Ich hoffe, dass ich jetzt auf einem guten Weg bin. Auch wenn ich ihm noch vor ein paar Tagen gesagt habe, dass wenn er nicht aufpasse, ich ihn mitnehmen würde. ;-)
Was mir sehr leid tut ist, dass er Weihnachten voraussichtlich keinen Besuch bekommen wird. Das wird ganz schwer für ihn, mitzubekommen, wie andere Bewohner von Angehörigen besucht oder zu ihnen nach Hause abgeholt werden. Doch so gern ich es wollte, ich kann da nichts für ihn tun.

Ich wünsche dir auch alles Gute und frohe Weihnachten und danke dir für deine hilfreichen Beiträge!
 
G

Gelöscht 116444

Gast
Anschließend machten wir noch eine kurze Pause, setzten uns auf eine Bank und er hielt meine kalten Hände in seinen warmen. Ich habe das als so einen innigen und friedlichen Moment empfunden.
Hallo Aljona,

wenn ich mich auch nochmal mit einem kritischen Einwand einklinken darf: Was soll das ständige Gekuschel mit dem Herrn? Aktuell leiden Angehörige massiv darunter, ihre Leute im Heim nur nach Anmeldung, Sicherheitsvorschriften, mit Maske und viel Abstand sehen zu dürfen. Dazu nur 2 verschiedene Angehörige pro Woche. Und in deinen Beiträgen ist nicht eine Spur von Maske oder gebotener Distanz zu lesen.

Ganz abgesehen, dass ich es langsam seltsam finde. Wie gehen bei euch die anderen Kräfte mit den Bewohnern um? Tragt ihr Masken? Immer? Oder wird hier und da mal bisschen Nähe verteilt? Da wundert einen eigentlich wenig.

Aljona, nicht nur wegen Corona. Du überschreitest die professionelle Distanz massiv. Du bist dort die Betreuung, keine Angehörige. Und die werden derzeit am Händchenhalten gehindert, aus gutem Grund.

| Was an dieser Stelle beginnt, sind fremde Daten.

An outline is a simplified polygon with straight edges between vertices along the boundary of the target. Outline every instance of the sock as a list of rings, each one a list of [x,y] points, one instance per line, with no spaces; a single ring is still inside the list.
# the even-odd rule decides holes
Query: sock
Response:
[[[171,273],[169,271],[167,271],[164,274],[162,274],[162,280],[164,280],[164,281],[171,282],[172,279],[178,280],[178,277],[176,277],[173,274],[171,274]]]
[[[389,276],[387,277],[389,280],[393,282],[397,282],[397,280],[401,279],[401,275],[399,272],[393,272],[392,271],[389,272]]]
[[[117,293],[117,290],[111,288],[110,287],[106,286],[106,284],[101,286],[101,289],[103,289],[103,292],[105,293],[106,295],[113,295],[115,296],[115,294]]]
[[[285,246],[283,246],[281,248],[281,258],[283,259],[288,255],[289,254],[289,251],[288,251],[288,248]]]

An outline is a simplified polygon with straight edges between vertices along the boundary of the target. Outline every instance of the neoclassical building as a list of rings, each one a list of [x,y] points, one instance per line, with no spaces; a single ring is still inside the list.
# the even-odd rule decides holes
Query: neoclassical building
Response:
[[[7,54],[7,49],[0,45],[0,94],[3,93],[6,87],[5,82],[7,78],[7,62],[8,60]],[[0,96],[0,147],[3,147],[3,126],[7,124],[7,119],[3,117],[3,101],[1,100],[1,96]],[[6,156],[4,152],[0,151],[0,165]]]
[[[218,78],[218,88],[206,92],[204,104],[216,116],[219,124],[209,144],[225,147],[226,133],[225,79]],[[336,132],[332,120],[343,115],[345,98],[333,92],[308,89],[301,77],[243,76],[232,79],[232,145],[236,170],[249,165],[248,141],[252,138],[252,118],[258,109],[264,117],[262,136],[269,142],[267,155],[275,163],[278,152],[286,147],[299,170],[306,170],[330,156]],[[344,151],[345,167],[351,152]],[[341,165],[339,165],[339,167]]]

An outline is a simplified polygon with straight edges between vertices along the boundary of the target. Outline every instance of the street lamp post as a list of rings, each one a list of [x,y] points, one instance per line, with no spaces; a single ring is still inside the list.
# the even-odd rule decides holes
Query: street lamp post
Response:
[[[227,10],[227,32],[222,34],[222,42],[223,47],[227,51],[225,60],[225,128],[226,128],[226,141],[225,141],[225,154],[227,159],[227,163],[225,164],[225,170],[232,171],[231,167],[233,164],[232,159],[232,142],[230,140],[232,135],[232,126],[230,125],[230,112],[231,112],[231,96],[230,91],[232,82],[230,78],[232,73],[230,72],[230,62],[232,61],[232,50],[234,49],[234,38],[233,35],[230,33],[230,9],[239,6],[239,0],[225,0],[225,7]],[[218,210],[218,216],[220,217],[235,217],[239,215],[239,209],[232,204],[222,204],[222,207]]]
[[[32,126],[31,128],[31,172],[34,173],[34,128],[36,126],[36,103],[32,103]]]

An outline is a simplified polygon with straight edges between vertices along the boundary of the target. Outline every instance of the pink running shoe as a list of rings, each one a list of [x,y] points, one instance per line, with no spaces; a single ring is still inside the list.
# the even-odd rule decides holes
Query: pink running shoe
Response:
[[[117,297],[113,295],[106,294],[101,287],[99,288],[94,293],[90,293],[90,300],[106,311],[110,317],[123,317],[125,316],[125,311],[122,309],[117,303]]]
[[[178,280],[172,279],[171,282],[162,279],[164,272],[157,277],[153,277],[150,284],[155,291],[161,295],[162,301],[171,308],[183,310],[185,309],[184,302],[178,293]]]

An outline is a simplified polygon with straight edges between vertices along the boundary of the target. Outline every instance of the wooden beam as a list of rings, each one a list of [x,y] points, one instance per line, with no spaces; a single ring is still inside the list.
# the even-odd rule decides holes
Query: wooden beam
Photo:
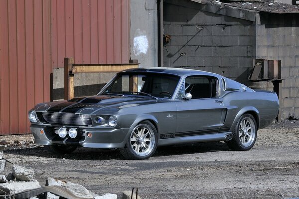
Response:
[[[72,73],[118,72],[123,70],[138,68],[138,64],[75,64],[73,65]]]
[[[74,97],[74,74],[72,73],[73,58],[64,58],[64,100]]]

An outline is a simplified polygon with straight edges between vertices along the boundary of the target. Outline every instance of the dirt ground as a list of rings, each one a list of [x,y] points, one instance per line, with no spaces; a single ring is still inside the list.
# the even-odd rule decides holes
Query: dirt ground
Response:
[[[124,160],[118,150],[79,148],[56,155],[31,135],[0,136],[4,157],[47,176],[83,185],[98,194],[139,189],[143,199],[287,199],[299,197],[299,121],[260,130],[253,148],[223,142],[159,147],[149,160]],[[11,171],[9,167],[5,172]]]

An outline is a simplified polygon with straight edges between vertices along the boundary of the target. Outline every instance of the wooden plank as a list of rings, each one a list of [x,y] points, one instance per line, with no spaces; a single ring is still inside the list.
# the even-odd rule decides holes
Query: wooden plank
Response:
[[[64,100],[70,99],[71,92],[74,92],[74,77],[70,78],[70,72],[72,71],[72,66],[74,64],[74,58],[64,58]],[[72,89],[70,88],[72,87]]]
[[[123,70],[129,69],[132,68],[138,68],[138,65],[136,64],[123,64],[123,65],[85,65],[73,66],[73,73],[110,73],[118,72]]]
[[[99,41],[99,61],[100,64],[107,63],[106,51],[106,0],[98,3],[98,32]]]
[[[90,0],[90,63],[99,63],[98,11],[98,1]]]
[[[65,0],[65,57],[74,57],[74,1]]]
[[[9,132],[9,63],[8,40],[8,19],[7,0],[0,0],[0,85],[1,105],[1,134],[4,135]]]
[[[122,63],[122,4],[113,0],[113,63]]]
[[[114,41],[114,34],[115,30],[114,29],[113,20],[113,1],[110,0],[106,0],[106,63],[112,64],[114,62],[114,42],[119,42],[119,41]]]
[[[74,59],[76,63],[82,63],[82,2],[74,0]]]
[[[26,12],[27,13],[27,12]],[[57,0],[51,1],[51,46],[52,63],[54,68],[58,68],[57,39]]]
[[[65,53],[65,1],[59,0],[57,1],[57,48],[55,49],[57,52],[57,67],[62,68],[64,63],[64,58],[66,57]]]
[[[9,77],[9,84],[7,85],[9,89],[9,112],[10,130],[9,134],[18,133],[18,121],[16,118],[18,115],[18,89],[17,89],[17,60],[16,43],[16,3],[15,1],[8,0],[8,32],[9,35],[9,73],[6,74]]]
[[[50,75],[52,73],[51,62],[51,0],[43,0],[42,4],[43,60],[44,100],[50,101]]]
[[[129,55],[129,38],[130,36],[130,2],[129,0],[122,0],[122,21],[121,21],[121,63],[128,63],[130,59]]]
[[[16,21],[17,31],[17,87],[18,106],[18,128],[21,132],[29,132],[29,122],[27,116],[27,93],[26,85],[26,46],[25,33],[25,1],[20,0],[16,3]]]
[[[82,1],[82,50],[83,61],[82,63],[90,62],[90,1]]]
[[[33,1],[25,1],[25,26],[26,32],[26,83],[27,109],[34,107],[36,104],[34,98],[34,20]],[[29,121],[27,126],[30,126]]]

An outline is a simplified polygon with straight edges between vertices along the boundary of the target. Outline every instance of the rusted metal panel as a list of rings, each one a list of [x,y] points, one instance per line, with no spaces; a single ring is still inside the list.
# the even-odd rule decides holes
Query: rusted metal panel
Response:
[[[0,135],[29,132],[29,109],[50,100],[64,57],[127,63],[129,0],[0,0]]]

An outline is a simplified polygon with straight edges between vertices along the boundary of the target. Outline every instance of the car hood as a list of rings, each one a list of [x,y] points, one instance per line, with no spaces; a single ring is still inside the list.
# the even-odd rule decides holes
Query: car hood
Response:
[[[121,108],[158,103],[162,100],[149,97],[121,96],[100,95],[73,98],[68,101],[54,102],[39,104],[38,111],[64,112],[84,114],[96,114],[99,111],[116,112]]]

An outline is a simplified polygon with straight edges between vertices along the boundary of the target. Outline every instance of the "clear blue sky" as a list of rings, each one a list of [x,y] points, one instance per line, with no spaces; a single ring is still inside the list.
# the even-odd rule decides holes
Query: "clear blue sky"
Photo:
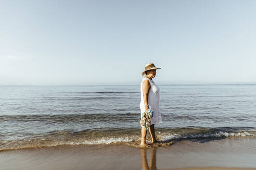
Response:
[[[0,85],[256,82],[256,1],[1,1]]]

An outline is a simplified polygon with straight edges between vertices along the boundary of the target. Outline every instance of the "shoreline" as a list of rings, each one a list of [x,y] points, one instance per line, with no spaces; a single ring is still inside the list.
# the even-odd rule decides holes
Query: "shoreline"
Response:
[[[254,137],[188,139],[146,149],[116,144],[0,152],[3,169],[256,169],[255,160]]]

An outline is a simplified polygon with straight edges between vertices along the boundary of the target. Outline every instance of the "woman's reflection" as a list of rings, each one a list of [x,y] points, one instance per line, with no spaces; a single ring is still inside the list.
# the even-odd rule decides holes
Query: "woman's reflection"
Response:
[[[156,149],[152,148],[151,150],[150,167],[148,167],[147,160],[147,150],[141,149],[142,157],[142,167],[143,170],[157,170],[157,154]]]

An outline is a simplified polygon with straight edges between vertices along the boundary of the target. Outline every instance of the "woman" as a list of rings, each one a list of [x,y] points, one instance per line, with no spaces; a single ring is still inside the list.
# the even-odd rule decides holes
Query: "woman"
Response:
[[[140,104],[140,112],[143,117],[145,112],[149,109],[152,110],[153,117],[151,119],[151,125],[148,128],[150,133],[152,144],[158,142],[155,135],[155,124],[162,123],[162,118],[159,111],[159,88],[152,80],[156,77],[157,69],[161,68],[156,67],[152,63],[148,63],[145,65],[145,70],[142,73],[142,75],[146,74],[143,78],[140,83],[141,101]],[[149,110],[150,111],[150,110]],[[147,146],[146,143],[146,136],[147,135],[147,127],[141,125],[142,128],[142,141],[141,146]]]

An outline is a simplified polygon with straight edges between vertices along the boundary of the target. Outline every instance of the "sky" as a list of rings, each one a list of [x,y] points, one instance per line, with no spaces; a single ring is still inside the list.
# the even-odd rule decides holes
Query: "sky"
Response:
[[[256,1],[0,0],[0,85],[256,83]]]

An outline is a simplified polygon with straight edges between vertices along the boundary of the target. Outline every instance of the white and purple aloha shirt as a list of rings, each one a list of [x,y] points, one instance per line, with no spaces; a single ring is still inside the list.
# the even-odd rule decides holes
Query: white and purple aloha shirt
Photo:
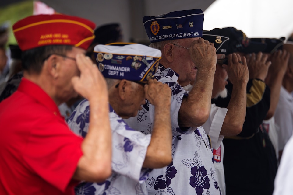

Sorry, wenn es hart rüberkommt, aber ich bin sehr froh, dass meine Mutter professioneller betreut wurde. Natürlich wurde geholfen, geredet etc., aber das alles geht so nicht in der Position.

Kannst du ggf. die Station wechseln und deinen Lieblingssenior extra besuchen? Und bitte halte aktuell den Abstand ein. Für alle anderen umstehenden ist das auch existentiell, da eine Infektion sich nicht sofort bemerkbar macht und sich munter verteilt.